The Court: All right. It would seem to me that to a great extent I think that would best resolve the problem that may exist. We’ll go on with trial Monday morning.

N.T., 4/14/91 at pp. 4-5 (Reproduced Record, pp. 283-284) (emphasis added). Since both parties agreed to the Monday hearing date, we respectfully disagree that we have “inject[ed] into the record an alleged fact ... not properly raised by either party or the Chancellor.” Majority Opinion, p. 1202, n. 11.

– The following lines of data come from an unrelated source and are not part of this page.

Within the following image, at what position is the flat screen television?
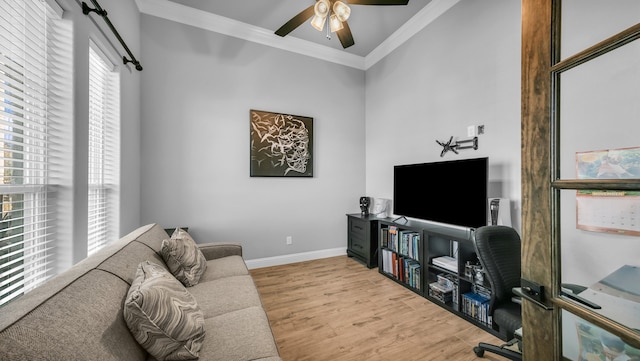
[393,158,489,228]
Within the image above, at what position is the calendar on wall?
[576,147,640,236]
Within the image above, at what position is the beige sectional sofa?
[0,224,281,361]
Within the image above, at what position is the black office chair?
[473,225,522,360]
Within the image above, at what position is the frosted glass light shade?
[313,0,331,18]
[329,14,344,33]
[333,1,351,21]
[311,15,326,31]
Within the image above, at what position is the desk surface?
[579,265,640,330]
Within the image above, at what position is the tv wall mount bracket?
[436,136,478,157]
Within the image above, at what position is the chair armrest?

. Additionally, I must note that my review of the record, while not disclosing the true nature of all of the information which is subject to the injunction, indicates that the "expression” in which defendants wish to engage — exclusive of the criminal accusations, which have already been disclosed to the United States Attorney — hardly amounts to "political speech,” the type of expression to which traditional First Amendment protection attaches. At best, the "expression,” dissemination of information regarding plaintiffs’ conduct and filing a federal civil RICO action against plaintiffs, amounts to an attempt to assert an economic advantage over plaintiffs. I would liken this to “commercial speech,” which gives rise to more limited First Amendment protection. Therefore, the "sensitivity to freedom of expression” embodied by Rule 1531(f) is not truly implicated. Here, if the injunction is dissolved, the *69information may be disclosed forever, and even if there was an enforceable confidentiality agreement, plaintiffs will lose the benefit of their bargain before any court ever rules on the contract. Therefore, the majority decision allows defendants to subvert the very judicial process they apparently wish to employ for redress in the future.

. Notably, the record does not indicate that any action has been taken by the United States Attorney in this regard since the April 20 "dissemination.”